Essa história me deu ainda mais saudades da Bahia, sempre um bom destino. Mas, assim, entre abóboras, receitas trazidas de viagem e os sabores que guardamos na memória, burlamos o distanciamento destes tempos, a vontade de pôr o pé na estrada e revisitamos aqueles lugares que não nos saem da memória.
- Para a abóbora assada:
- 1 abóbora japonesa inteira
- sal
- azeite (opcional)
- Para cozinhar a abóbora:
- 800 g de polpa de abóbora japonesa em cubos sem casca
- 3 dentes de alho amassados com a casca
- 6 fatias de gengibre
- 1 pimenta dedo-de-moça (outro outra da preferência) inteira
- ervas frescas da preferência: manjericão, alfavaca, shissô, coentro, salsinha, semente de coentro (não recomendo alecrim e sálvia)
- sal
- Para o bobó:
- 4 tomates grandes picados
- 1 pimentão vermelho pequeno picado
- 1 pimentão amarelo pequeno picado
- 1 cebola cortada em quatro
- 3 dentes de alho amassados
- um pedaço de 2 cm de gengibre ralado
- 1 a 2 pimentas dedo-de-moça cortadas sem sementes
- 1 maço de coentro: meio maço (com talos e raízes) cortado grosseiramente para o creme e o restante das folhas picadas para guarnição
- ¾ a 1 xícara de leite de coco caseiro
- 1 kg de camarão médio ou grande limpo
- caldo de ½ limão
- sal
- pimenta-do-reino moída na hora ou pimenta-de-macaco ou semente de mamão verde moída (opcional)
- 1 colher (sopa) de dendê (se não gostar, use óleo de coco ou azeite de oliva)
- Preaqueça o forno a 180 ° C.
- Prepare a abóbora que será assada: com uma faca adequada, corte uma tampa na parte superior da abóbora, a uns três dedos abaixo do topo. Retire a tampa e, com uma colher (gosto de usar a de sorvete), raspe as sementes e a mucilagem.
- Tempere com sal e, se quiser, um fio de azeite.
- Leve a abóbora para assar por cerca de 1 hora, até estar bem macia por dentro.

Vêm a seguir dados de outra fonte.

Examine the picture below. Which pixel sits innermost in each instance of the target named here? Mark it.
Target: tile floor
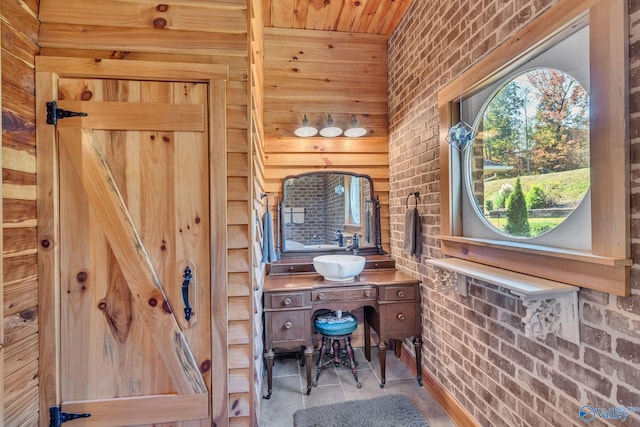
(338, 385)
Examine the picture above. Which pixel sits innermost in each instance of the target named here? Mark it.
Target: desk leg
(417, 343)
(367, 338)
(382, 356)
(268, 356)
(308, 354)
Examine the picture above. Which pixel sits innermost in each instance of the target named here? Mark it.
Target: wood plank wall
(196, 31)
(19, 364)
(256, 132)
(318, 73)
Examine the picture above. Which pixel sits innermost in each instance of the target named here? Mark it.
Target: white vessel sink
(339, 268)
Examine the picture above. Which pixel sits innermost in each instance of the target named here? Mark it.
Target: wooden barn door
(133, 300)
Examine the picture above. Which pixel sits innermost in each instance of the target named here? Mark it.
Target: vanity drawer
(365, 292)
(400, 319)
(288, 300)
(288, 327)
(399, 293)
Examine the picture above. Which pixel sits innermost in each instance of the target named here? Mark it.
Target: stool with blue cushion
(336, 326)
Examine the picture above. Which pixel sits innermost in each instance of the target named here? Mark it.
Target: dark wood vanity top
(305, 264)
(284, 282)
(390, 300)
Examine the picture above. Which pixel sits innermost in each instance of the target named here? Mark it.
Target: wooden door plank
(48, 254)
(219, 289)
(134, 116)
(140, 410)
(149, 299)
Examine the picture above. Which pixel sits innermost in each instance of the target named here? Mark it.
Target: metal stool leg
(336, 352)
(352, 361)
(319, 365)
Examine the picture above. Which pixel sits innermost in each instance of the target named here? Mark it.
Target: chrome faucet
(355, 244)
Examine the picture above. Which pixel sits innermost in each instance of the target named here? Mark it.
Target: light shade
(306, 131)
(354, 131)
(330, 131)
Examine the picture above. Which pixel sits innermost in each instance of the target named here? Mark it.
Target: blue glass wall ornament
(461, 136)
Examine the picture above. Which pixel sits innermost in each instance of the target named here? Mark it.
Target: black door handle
(185, 293)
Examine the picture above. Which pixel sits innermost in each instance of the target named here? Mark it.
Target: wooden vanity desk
(390, 298)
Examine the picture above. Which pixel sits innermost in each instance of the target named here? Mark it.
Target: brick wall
(475, 346)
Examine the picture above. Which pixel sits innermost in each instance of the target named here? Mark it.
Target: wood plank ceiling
(353, 16)
(327, 57)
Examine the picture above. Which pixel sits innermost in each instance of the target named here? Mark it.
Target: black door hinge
(54, 113)
(57, 417)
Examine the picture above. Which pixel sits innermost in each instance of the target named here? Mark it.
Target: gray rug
(394, 410)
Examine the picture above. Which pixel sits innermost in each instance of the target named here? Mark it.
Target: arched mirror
(322, 211)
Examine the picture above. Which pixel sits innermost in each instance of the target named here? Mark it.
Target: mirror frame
(375, 248)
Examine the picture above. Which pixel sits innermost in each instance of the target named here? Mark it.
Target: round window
(529, 163)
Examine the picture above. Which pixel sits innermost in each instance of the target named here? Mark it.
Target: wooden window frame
(607, 266)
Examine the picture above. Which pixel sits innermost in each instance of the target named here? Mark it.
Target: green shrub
(500, 198)
(536, 198)
(517, 218)
(488, 205)
(542, 227)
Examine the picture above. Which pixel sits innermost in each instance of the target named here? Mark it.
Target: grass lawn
(499, 223)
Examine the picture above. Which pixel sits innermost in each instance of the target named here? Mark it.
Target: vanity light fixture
(355, 131)
(305, 130)
(330, 131)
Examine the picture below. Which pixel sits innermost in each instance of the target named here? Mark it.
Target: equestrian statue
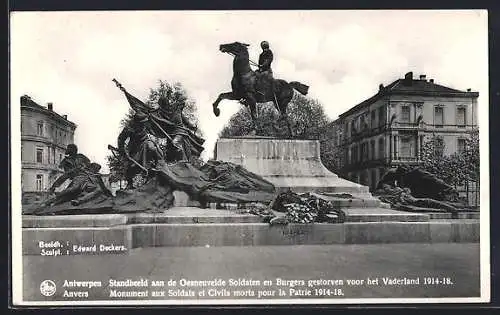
(250, 87)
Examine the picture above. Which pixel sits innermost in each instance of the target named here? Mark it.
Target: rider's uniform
(265, 73)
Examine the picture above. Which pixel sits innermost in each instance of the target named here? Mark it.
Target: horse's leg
(222, 96)
(252, 105)
(283, 98)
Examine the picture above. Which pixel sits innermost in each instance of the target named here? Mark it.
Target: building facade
(44, 137)
(389, 128)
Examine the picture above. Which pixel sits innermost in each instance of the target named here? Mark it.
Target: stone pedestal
(293, 164)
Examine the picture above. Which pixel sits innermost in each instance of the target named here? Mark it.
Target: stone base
(119, 233)
(288, 164)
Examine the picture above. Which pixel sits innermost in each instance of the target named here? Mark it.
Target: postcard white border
(16, 233)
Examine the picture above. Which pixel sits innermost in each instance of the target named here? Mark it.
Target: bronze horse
(244, 84)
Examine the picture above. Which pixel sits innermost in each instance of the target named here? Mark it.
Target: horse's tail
(301, 88)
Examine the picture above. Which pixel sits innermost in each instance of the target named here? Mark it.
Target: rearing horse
(244, 83)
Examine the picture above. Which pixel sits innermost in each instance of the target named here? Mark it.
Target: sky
(70, 58)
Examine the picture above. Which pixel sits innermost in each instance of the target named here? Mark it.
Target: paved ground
(459, 262)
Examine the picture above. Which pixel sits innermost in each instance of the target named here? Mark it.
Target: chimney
(408, 79)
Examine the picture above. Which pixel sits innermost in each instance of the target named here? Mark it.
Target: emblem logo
(47, 288)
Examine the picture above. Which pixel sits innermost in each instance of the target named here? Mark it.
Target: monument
(258, 190)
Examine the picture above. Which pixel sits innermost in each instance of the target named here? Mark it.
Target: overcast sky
(70, 58)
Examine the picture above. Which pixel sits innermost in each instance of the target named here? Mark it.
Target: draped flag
(136, 104)
(161, 126)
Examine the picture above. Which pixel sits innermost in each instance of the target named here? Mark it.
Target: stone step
(120, 239)
(382, 215)
(460, 215)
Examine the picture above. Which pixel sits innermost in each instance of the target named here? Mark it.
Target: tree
(307, 119)
(456, 169)
(177, 96)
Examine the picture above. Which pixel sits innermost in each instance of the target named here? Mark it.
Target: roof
(26, 101)
(410, 86)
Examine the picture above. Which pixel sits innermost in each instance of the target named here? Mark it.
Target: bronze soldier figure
(141, 152)
(265, 73)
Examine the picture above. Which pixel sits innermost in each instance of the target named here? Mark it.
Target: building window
(39, 182)
(362, 122)
(39, 155)
(461, 117)
(405, 113)
(460, 146)
(438, 116)
(364, 178)
(354, 154)
(363, 152)
(406, 147)
(381, 116)
(381, 172)
(381, 149)
(372, 150)
(39, 128)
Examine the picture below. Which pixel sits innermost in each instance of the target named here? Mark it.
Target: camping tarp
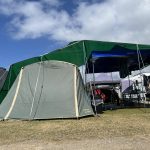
(46, 90)
(76, 53)
(3, 75)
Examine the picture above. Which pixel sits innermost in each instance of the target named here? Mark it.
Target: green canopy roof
(75, 52)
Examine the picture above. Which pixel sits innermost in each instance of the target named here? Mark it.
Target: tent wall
(76, 53)
(45, 91)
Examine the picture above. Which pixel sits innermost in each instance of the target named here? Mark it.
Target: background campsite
(74, 74)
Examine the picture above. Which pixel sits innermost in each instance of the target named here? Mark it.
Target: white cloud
(110, 20)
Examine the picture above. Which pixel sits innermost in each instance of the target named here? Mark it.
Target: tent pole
(85, 61)
(94, 86)
(139, 56)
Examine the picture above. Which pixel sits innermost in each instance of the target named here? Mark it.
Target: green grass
(115, 123)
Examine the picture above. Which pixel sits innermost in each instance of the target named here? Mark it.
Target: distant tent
(77, 53)
(3, 75)
(46, 90)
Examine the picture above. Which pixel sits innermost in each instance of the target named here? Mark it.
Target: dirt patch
(116, 143)
(119, 129)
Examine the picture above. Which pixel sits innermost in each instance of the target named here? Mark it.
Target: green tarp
(76, 53)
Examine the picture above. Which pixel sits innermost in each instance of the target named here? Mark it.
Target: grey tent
(3, 75)
(46, 90)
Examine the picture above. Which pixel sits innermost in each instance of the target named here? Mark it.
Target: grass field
(125, 124)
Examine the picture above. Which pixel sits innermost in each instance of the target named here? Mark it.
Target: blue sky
(30, 28)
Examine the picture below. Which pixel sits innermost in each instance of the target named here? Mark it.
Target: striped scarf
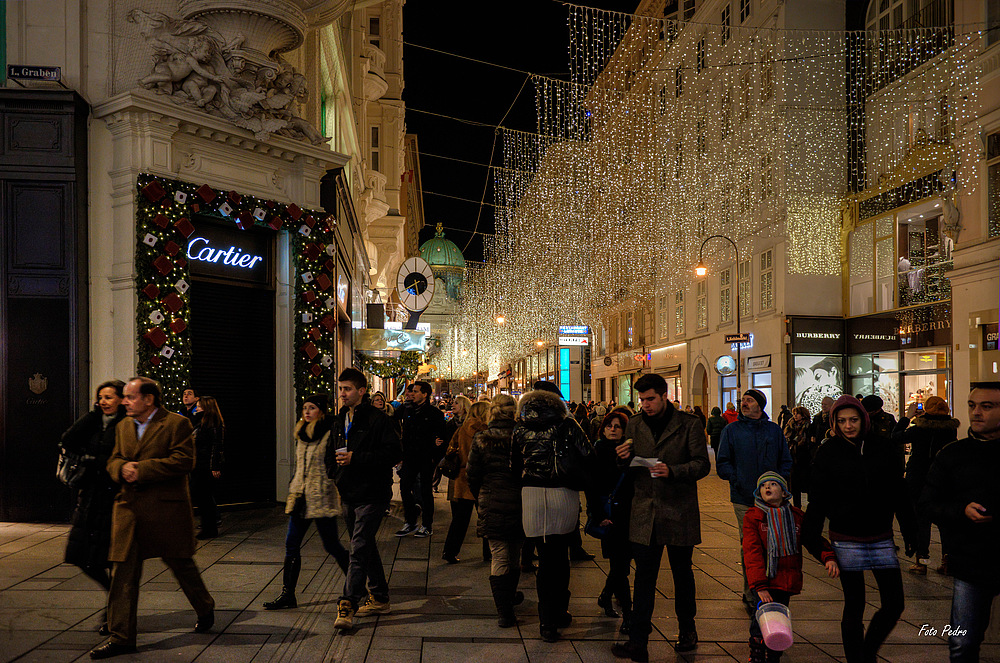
(781, 539)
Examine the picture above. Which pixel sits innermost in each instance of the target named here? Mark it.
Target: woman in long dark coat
(494, 475)
(93, 434)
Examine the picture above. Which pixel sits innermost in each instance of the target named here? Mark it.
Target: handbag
(594, 527)
(451, 464)
(72, 467)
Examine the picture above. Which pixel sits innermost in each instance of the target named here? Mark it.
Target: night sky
(530, 35)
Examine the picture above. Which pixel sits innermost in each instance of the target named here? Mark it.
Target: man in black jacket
(422, 427)
(962, 495)
(361, 461)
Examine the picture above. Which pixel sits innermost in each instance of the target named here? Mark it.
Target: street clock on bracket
(415, 284)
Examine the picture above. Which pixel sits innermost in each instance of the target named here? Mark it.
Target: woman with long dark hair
(615, 546)
(209, 437)
(857, 484)
(312, 497)
(459, 495)
(93, 434)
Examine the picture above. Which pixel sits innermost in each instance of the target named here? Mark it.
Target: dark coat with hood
(90, 531)
(857, 486)
(928, 434)
(494, 474)
(556, 452)
(374, 443)
(748, 448)
(667, 506)
(964, 472)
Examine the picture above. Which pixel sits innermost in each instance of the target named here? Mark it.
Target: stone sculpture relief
(197, 67)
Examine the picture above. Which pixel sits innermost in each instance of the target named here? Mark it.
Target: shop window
(679, 313)
(993, 156)
(815, 377)
(762, 383)
(725, 296)
(766, 281)
(702, 305)
(746, 294)
(924, 259)
(876, 374)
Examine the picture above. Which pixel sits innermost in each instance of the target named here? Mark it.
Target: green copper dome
(441, 252)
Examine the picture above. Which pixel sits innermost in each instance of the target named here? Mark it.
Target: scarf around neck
(781, 539)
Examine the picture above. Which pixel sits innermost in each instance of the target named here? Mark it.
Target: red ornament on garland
(173, 302)
(155, 337)
(184, 227)
(153, 191)
(163, 265)
(206, 193)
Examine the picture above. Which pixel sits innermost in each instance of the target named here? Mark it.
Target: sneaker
(373, 607)
(406, 529)
(345, 615)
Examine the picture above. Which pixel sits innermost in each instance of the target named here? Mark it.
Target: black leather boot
(289, 578)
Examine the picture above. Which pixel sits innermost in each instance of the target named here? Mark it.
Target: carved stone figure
(196, 66)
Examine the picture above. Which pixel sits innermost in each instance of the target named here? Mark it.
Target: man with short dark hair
(962, 495)
(748, 447)
(422, 427)
(666, 453)
(152, 517)
(361, 464)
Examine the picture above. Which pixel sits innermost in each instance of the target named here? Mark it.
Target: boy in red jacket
(772, 553)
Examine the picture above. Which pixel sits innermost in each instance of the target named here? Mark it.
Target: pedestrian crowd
(523, 464)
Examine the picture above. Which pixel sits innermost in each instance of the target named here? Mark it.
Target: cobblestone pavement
(49, 611)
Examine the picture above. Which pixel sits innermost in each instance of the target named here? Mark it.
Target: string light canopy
(668, 132)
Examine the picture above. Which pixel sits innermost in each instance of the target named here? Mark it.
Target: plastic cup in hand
(775, 625)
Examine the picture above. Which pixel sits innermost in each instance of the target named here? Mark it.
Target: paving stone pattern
(50, 611)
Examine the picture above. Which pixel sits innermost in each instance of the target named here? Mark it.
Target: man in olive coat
(152, 517)
(670, 451)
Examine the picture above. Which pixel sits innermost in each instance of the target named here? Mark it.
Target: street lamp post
(701, 270)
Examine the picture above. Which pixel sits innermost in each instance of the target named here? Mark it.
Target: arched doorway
(699, 387)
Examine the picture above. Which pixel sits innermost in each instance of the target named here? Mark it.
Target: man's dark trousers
(647, 568)
(414, 503)
(365, 564)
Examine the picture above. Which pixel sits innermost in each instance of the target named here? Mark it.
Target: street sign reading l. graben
(34, 73)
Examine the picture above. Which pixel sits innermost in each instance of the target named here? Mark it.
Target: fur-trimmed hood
(540, 409)
(936, 421)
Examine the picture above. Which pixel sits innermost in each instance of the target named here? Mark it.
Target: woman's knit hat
(846, 401)
(321, 401)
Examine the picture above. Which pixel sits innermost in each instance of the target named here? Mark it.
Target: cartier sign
(232, 254)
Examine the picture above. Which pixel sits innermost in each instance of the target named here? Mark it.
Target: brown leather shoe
(109, 649)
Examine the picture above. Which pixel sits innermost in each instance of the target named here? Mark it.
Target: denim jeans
(647, 568)
(363, 521)
(970, 615)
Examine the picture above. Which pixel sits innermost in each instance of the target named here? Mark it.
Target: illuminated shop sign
(241, 255)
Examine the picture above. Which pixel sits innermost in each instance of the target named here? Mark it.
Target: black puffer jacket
(926, 437)
(495, 480)
(90, 533)
(965, 472)
(544, 431)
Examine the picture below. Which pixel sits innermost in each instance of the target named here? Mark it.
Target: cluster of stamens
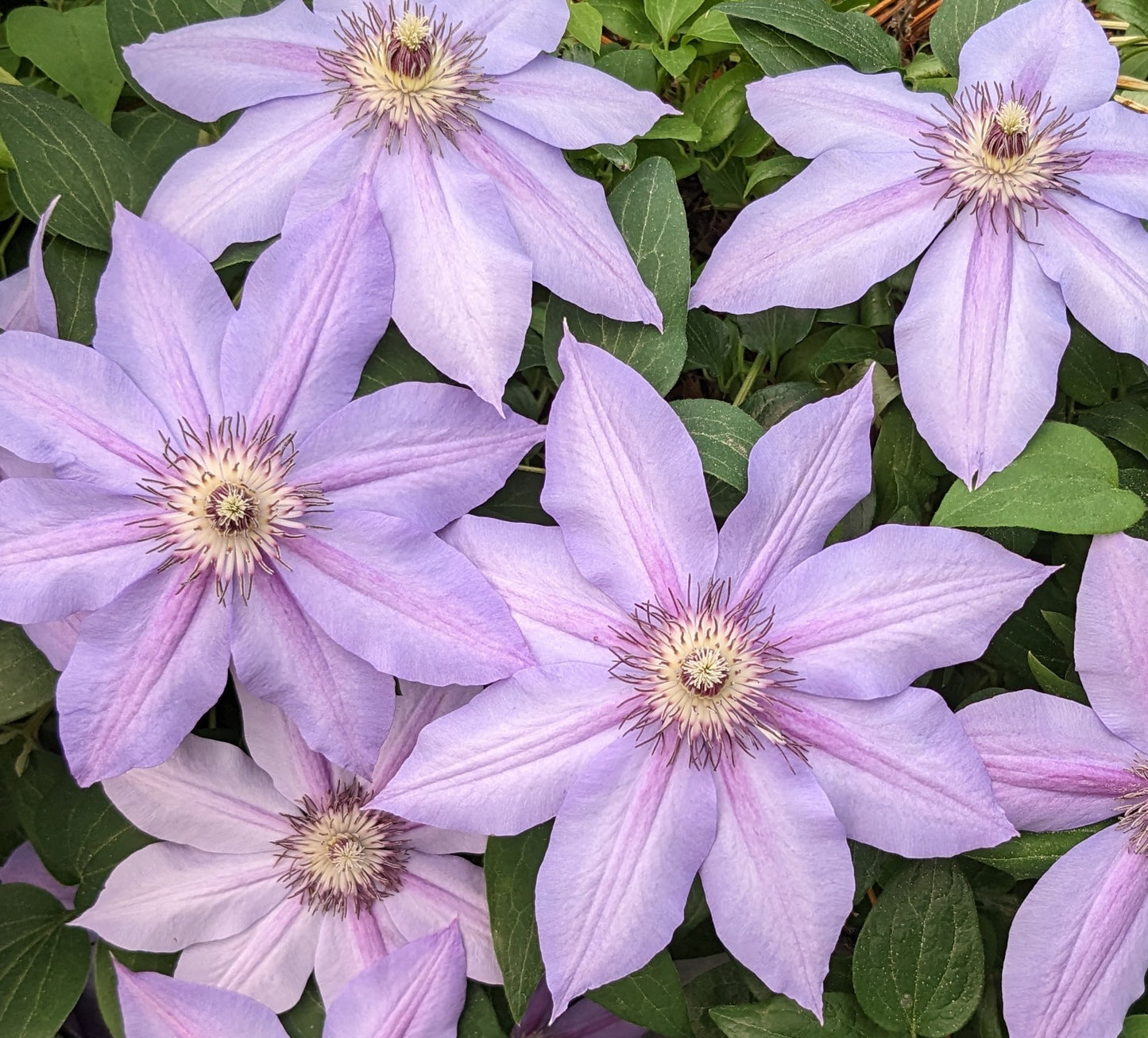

- Tempere os camarões já limpos com sal, pimenta-do-reino moída (ou o substituto) e o caldo de limão. Misture bem os temperos no camarão e reserve.
- Prepare a abóbora que será a base para o bobó: em uma panela grande, junte a abóbora e todos os temperos (alho, gengibre, pimenta e todas as ervas), coloque água até a altura da abóbora e tempere com sal.
- Leve para cozinhar, em fogo médio, nesse caldo bem aromático até a abóbora estar macia, mas sem se desfazer.
- Quando estiver cozida, escorra a abóbora, despreze as ervas, mas reserve o caldo (que pode ser usado em sopas).
- No liquidificador, os tomates, os pimentões, a cebola, o alho, o gengibre ralado, a pimenta, o coentro com talos e raízes e meia xícara de leite de coco. Se o copo do liquidificador for pequeno, divida em duas partes. Bata bem.
- Junte a abóbora cozida e bata bastante, até o creme ficar liso e homogêneo.
- Prove e ajuste os sabores: sal, pimenta, gengibre.
- Ajuste também a consistência, acrescentando aos poucos o leite de coco até chegar à consistência do creme. Reserve.
- Leve de novo a panela ao fogo médio (nem precisa lavar) e junte o dendê. Escorra os camarões, reservando o caldo, e leve metade deles para dourar no azeite. Se colocar todos de uma vez só, eles vão cozinhar, em vez de dourar. Deixe os camarões dourarem por 1 minuto de cada lado, virando-os com uma pinça. Retire os camarões já dourados e junte o restante, repetindo o processo de dourar de cada lado. Reserve os camarões.
- Abaixe o fogo e junte na panela o caldo de limão da marinada dos camarões. Com uma colher de pau, mexa bem para soltar o fundinho da panela.
- Acrescente o creme de abóbora batido. Se necessário, acrescente mais um pouco de leite de coco.
- Quando aquecer, junte os camarões e deixe cozinhar por mais 2 minutos.
- Desligue o fogo e junte as folhas de coentro.
- Sirva em seguida com arroz e molho de pimenta.